Walters also said that the proposed regulations "will provide a period of stability during which LTCH hospitals and regulators develop certification criteria" for such establishments.
A Jan. 22 analysis published by Bank of America (BoA; New York) said that the firm's analysts "view this regulation as a positive for the industry inasmuch as CMS could have been more aggressive with a code creep adjustment." This is in reference to changes to diagnostic coding that can increase reimbursement despite not being associated with an increase in the cost of care. BoA also noted that "for the first time in several years, LTCHs would actually receive a positive 2.9% increase in Medicare payments."

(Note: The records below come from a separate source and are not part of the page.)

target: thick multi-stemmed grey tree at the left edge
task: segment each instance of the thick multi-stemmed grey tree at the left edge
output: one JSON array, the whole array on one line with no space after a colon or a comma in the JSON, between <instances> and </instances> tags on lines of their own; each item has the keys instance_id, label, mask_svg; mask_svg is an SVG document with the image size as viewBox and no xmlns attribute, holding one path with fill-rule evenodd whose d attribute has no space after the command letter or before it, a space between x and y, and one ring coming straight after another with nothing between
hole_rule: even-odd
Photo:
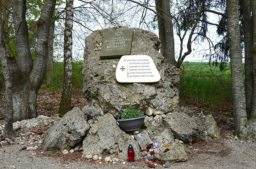
<instances>
[{"instance_id":1,"label":"thick multi-stemmed grey tree at the left edge","mask_svg":"<svg viewBox=\"0 0 256 169\"><path fill-rule=\"evenodd\" d=\"M26 1L9 1L13 9L17 61L10 50L8 37L0 24L0 59L5 79L5 101L0 98L0 110L5 120L4 137L14 137L12 122L37 116L36 97L43 83L49 27L56 0L45 0L41 16L37 20L37 45L34 61L29 48ZM2 16L2 15L1 15Z\"/></svg>"}]
</instances>

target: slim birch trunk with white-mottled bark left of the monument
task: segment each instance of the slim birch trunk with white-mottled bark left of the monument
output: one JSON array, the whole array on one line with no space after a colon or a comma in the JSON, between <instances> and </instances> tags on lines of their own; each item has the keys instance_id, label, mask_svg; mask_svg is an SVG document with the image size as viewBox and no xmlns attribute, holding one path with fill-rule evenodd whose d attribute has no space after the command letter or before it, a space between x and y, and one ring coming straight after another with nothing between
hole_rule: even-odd
<instances>
[{"instance_id":1,"label":"slim birch trunk with white-mottled bark left of the monument","mask_svg":"<svg viewBox=\"0 0 256 169\"><path fill-rule=\"evenodd\" d=\"M64 84L58 114L64 115L71 110L72 95L72 27L73 0L66 0L66 22L64 30Z\"/></svg>"}]
</instances>

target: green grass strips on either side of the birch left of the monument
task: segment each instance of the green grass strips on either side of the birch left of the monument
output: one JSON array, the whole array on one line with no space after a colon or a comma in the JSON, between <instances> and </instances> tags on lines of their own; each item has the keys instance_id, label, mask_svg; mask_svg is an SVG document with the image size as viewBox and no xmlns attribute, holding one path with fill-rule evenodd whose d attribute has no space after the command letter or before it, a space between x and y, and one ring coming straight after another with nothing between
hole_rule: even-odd
<instances>
[{"instance_id":1,"label":"green grass strips on either side of the birch left of the monument","mask_svg":"<svg viewBox=\"0 0 256 169\"><path fill-rule=\"evenodd\" d=\"M73 88L82 88L83 87L83 75L82 75L82 64L83 62L73 62L72 64L72 80L73 80ZM50 84L46 84L46 77L45 75L45 82L42 87L46 87L49 90L61 90L63 86L63 72L64 70L64 63L63 62L54 62L54 71L51 77Z\"/></svg>"}]
</instances>

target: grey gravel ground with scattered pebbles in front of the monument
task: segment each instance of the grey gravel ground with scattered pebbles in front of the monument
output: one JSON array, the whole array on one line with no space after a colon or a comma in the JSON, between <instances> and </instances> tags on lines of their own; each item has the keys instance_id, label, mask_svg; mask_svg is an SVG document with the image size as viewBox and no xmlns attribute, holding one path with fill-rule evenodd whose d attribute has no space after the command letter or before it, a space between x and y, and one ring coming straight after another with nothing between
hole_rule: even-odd
<instances>
[{"instance_id":1,"label":"grey gravel ground with scattered pebbles in front of the monument","mask_svg":"<svg viewBox=\"0 0 256 169\"><path fill-rule=\"evenodd\" d=\"M1 133L3 125L0 121L0 169L141 169L148 168L144 159L134 163L117 161L115 164L106 163L104 157L100 163L81 158L82 151L68 153L45 151L44 131L58 121L59 117L39 116L37 119L14 123L17 133L15 140L3 140ZM2 121L3 122L3 121ZM48 125L47 125L48 123ZM256 143L235 139L231 123L221 124L221 136L218 141L194 142L189 148L188 160L172 163L172 169L205 169L205 168L256 168ZM230 128L230 127L229 127ZM29 129L29 131L26 131ZM26 150L34 147L35 150ZM123 164L125 162L125 164ZM164 166L157 164L156 169Z\"/></svg>"}]
</instances>

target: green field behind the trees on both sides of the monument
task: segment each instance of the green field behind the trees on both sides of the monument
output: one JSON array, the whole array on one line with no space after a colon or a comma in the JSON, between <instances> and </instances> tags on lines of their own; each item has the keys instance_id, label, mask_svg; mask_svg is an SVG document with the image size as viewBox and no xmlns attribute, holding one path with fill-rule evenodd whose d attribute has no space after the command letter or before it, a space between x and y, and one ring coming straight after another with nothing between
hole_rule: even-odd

CMS averse to covering renal artery stenting
CMS opened a national coverage analysis for stenting of the renal arteries early last year and is looking for final comments on a proposed final decision memo. Should the agency cover renal artery stenting, stent makers would have an expanded market for their products, but CMS indicates it will not budge on its current coverage, which covers angioplasty but not stent use.

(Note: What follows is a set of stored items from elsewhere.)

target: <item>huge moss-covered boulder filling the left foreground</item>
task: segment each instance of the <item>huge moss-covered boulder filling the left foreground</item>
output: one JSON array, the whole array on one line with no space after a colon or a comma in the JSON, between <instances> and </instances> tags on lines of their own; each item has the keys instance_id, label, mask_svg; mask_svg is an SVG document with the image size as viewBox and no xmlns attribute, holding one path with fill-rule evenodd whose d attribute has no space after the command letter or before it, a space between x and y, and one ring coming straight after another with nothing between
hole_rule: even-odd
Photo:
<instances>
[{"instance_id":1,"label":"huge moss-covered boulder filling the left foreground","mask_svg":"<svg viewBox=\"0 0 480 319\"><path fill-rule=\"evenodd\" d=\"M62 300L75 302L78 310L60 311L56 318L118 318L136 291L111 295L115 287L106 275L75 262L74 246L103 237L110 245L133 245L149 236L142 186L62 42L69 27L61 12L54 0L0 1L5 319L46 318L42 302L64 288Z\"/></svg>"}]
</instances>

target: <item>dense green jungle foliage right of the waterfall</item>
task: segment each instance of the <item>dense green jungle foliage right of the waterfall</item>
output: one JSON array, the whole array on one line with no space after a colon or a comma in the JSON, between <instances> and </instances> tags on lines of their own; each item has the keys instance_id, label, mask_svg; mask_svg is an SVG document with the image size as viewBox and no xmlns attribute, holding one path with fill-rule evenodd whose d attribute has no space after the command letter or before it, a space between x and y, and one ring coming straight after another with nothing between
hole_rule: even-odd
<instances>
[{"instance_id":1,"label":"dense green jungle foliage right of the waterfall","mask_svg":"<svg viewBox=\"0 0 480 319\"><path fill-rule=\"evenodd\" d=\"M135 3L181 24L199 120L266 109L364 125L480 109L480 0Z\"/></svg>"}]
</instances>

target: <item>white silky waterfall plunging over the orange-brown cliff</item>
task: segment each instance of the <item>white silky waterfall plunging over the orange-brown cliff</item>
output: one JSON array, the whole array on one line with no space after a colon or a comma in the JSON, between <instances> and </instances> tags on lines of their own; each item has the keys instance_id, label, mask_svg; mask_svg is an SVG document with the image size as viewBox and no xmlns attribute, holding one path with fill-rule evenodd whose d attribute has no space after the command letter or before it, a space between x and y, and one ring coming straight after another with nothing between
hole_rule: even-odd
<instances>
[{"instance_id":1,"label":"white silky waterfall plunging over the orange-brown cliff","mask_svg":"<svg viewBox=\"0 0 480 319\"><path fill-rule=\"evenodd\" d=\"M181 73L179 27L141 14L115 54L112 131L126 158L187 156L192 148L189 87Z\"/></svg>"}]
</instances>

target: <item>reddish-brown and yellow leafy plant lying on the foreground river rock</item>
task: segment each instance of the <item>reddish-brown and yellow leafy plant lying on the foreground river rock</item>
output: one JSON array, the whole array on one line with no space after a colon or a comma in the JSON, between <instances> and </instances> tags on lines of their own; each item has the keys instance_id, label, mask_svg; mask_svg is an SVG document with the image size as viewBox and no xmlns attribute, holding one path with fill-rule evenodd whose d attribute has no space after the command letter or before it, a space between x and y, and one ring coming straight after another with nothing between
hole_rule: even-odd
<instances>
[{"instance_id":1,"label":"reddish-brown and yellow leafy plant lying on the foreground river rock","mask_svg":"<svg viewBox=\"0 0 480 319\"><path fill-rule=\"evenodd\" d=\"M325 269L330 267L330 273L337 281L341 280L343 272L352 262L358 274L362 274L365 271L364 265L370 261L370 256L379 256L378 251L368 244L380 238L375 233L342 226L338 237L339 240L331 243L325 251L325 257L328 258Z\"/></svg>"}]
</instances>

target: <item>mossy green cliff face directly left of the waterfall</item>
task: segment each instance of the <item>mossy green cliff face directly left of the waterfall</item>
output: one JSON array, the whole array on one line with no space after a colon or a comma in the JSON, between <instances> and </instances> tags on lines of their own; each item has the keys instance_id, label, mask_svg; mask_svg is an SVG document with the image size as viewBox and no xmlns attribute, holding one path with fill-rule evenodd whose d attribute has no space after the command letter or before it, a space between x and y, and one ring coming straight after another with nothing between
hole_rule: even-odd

The memo notes that in roughly 90% of cases, "renal artery stenosis (RAS) unilateral or bilateral narrowing of the lumen of the renal arteries is the result of generalized atherosclerosis," but that these patients "more often die from cardiovascular causes such as a heart attack or stroke, rather than from kidney failure." The agency pegged the prevalence at "about 30% in patients with coronary artery disease to about 50% in patients who are elderly or have diffuse atherosclerotic disease."
The decision memo says that FDA approved two stents for this application earlier this decade, naming the Palmaz, made by Cordis (Miami Lakes, Florida) and the AVE Bridge made by Medtronic (Minneapolis, Minnesota), but neither of them is still on the market and "there are presently no FDA-approved devices for primary stenting or distal embolic protection in the renal arteries." However, Cordis' web site suggests that the Palmaz is available in the U.S. for renal artery stenting.
Transluminal angioplasty, according to the memo, has been covered since 1994 as an alternative to surgery. CMS noted that the Medicare Coverage and Evidence Development Advisory Committee (MedCAC) met in July 2007 to review the question, and that the committee was lukewarm at best on the question of whether the medical literature supported the use of a bare metal stent. The literature was seen as not supportive at all of the use of a drug-eluting stent.
MedCAC also noted that "[i]n 2007, the American Society of Nephrology (ASN; Washington) advisory group on hypertension published a review and position statement about ongoing controversies" regarding renal artery stenosis, and the conclusion was that it is not known "whether RAS in an individual patient causes hypertension or contributes to declining renal function" in part because "diagnostic tests to delineate this dilemma are not available."
The proposal gained no traction from the whole of ASN membership, either. In a March 28 letter to CMS, the association's president, William Henrich, MD, indicated that the society agreed with an Agency for Healthcare Research & Quality conclusion that "there is no clear evidence that angioplasty and stenting improves outcomes for patients with atherosclerotic renal artery disease." However, ASN did throw its support behind continued funding of the Coral (cardiovascular outcomes in renal atherosclerotic lesions) study, which will evaluate the use of medical therapy and the Genesis stent, made by Cordis, vs. medical therapy alone.
The Society for Vascular Surgery (Chicago) also indicated that because "the primary problem in this arena appears to be a lack of high-quality research rather than lack of efficacy," it recommended "that CMS retain its current coverage policy until more data are published."
CMS said it expects to publish its final decision Feb. 28.